Geo-Registration of Terrestrial LiDAR Point Clouds with Satellite Images without GNSS
Xinyu Wang, Muhammad Ibrahim, Haitian Wang, Atif Mansoor, Xiuping Jia, Ajmal Mian

TL;DR
This paper introduces a post-hoc geo-registration method that aligns terrestrial LiDAR point clouds with satellite images without relying on GNSS, using a combination of deep learning, skeleton extraction, and terrain correction.
Contribution
It presents a novel structured approach that combines point cloud segmentation, skeleton extraction, and non-rigid refinement to achieve accurate geo-registration without GNSS in urban environments.
Findings
Achieves 0.69m mean alignment error on KITTI dataset.
Reduces global geo-registration bias by 50% on KITTI.

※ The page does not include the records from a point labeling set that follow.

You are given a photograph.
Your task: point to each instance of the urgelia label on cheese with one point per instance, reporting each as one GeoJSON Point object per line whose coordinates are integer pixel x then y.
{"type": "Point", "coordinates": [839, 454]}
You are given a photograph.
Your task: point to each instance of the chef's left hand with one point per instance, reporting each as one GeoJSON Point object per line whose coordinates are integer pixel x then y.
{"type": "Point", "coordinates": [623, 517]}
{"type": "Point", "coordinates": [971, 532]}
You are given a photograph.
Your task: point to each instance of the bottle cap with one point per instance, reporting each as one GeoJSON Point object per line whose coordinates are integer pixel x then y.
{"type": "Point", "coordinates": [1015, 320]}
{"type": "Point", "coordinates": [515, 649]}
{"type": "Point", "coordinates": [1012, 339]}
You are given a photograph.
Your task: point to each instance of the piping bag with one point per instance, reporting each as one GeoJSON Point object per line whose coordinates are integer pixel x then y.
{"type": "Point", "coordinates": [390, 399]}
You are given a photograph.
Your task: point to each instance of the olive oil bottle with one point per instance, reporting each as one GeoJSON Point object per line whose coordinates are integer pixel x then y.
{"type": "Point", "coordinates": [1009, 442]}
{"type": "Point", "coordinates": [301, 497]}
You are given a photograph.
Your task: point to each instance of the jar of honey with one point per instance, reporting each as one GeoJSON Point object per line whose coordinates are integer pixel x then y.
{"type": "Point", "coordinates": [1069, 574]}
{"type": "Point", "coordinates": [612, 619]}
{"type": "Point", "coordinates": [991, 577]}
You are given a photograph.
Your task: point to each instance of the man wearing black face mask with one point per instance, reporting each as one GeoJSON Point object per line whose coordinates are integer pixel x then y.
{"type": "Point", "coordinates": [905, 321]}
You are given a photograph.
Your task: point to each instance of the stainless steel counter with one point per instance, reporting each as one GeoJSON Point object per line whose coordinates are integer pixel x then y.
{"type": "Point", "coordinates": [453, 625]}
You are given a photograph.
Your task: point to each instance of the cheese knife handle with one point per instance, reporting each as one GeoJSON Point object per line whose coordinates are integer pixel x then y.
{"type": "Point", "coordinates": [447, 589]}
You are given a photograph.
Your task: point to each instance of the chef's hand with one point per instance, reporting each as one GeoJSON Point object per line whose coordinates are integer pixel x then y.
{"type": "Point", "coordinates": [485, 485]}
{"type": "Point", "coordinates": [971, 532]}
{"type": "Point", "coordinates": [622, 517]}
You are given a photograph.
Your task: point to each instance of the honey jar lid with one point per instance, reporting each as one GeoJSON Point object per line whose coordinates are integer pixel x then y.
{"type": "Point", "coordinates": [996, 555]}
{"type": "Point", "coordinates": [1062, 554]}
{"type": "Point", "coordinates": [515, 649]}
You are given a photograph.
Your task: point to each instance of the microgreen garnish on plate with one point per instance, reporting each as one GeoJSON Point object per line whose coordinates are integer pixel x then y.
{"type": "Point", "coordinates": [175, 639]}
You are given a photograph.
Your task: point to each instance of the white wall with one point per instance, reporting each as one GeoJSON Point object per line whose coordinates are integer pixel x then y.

Improves elevation correlation by over 30%.
Abstract
Accurate geo-registration of LiDAR point clouds remains a significant challenge in urban environments where Global Navigation Satellite System (GNSS) signals are denied or degraded. Existing methods typically rely on real-time GNSS and Inertial Measurement Unit (IMU) data, which require pre-calibration and assume stable signals. However, this assumption often fails in dense cities, resulting in localization errors. To address this, we propose a structured post-hoc geo-registration method that accurately aligns LiDAR point clouds with satellite images. The proposed approach targets point cloud datasets where reliable GNSS information is unavailable or degraded, enabling city-scale geo-registration as a post-processing solution. Our method uses a pre-trained Point Transformer to segment road points, then extracts road skeletons and intersections from the point cloud and the satellite…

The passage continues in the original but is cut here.